13. The method of claim 12, wherein the second electrical parameter comprises a current value; and, in addition, the processing unit,

the second preset condition includes:

the third current detecting element detects that a third current value on a main path of the detecting circuit is larger than the third current threshold.

14. A method according to claim 1 or 3, wherein said controlling said inflation device to blow air into an inflation port of said air guide channel comprises:

starting the air charging device with a preset first working parameter and blowing air to an air charging port of the air guide channel, wherein the first working parameter comprises a first duty ratio.

15. The method of claim 14, wherein the first portion includes a first air pressure sensing element coupled to the air conduit, and the method includes:

in the process of controlling the air charging device to blow air to the air charging port of the air guide channel, detecting a first air pressure difference value at two ends of the air guide channel through the first air pressure detection element;

If the first pressure difference value is larger than a preset first pressure difference threshold value, adjusting working parameters of the air charging device or controlling the air charging device to stop blowing air to an air charging port of the air guide channel and reminding a user of manual blockage removal.

16. The method of claim 14, wherein the first portion includes a second air pressure sensing element coupled to the air conduit, the method comprising:

in the process of controlling the air charging device to blow air to the air charging port of the air guide channel, detecting a second air pressure difference value at two ends of the air guide channel through the second air pressure detecting element;

if the second air pressure difference value is larger than a preset second pressure difference threshold value and smaller than a preset third pressure difference threshold value, controlling the air charging device to work with a second working parameter and blow air to an air charging port of the air guide channel, wherein the second working parameter comprises a second duty ratio, and the second duty ratio is larger than the first duty ratio;

and if the second air pressure difference value is larger than the third pressure difference threshold value, controlling the air charging device to stop blowing air to the air charging port of the air guide channel and displaying a second prompting interface, wherein the second prompting interface is used for manually clearing blockage by a user.

17. The method according to claim 1, wherein the method further comprises:

detecting that the first electric parameter of the detection circuit changes at the current moment and that the change meets a preset condition;

calculating a first time interval between the last time the second part is separated from the first part, the time when the air charging device blows air to the air charging port of the air guide channel, or the time when the air charging device stops blowing air to the air charging port of the air guide channel and the current time;

judging that the first time interval exceeds a preset time interval threshold;

and controlling the air charging device to blow air to the air charging port of the air guide channel according to the judging result.

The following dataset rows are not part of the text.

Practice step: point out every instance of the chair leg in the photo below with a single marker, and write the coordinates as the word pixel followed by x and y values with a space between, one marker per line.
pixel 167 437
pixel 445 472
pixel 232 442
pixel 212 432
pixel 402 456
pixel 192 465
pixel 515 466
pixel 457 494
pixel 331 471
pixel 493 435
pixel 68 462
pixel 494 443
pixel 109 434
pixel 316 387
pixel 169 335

18. The method of any one of claims 1 to 17, wherein the second portion is a balloon.

19. The method of any one of claims 2 to 4, wherein the third portion is a dust cap.

20. An electronic device, comprising: one or more processors; one or more memories; the one or more memories store one or more programs that, when executed by the one or more processors, cause the electronic device to perform the dust prevention method of any of claims 1-19.

21. A computer readable storage medium having stored thereon instructions which, when executed on a computer, cause the computer to perform the dust protection method of any one of claims 1 to 19.

22. A computer program product comprising computer programs/instructions which when executed by a processor implement the dust protection method of any one of claims 1 to 19.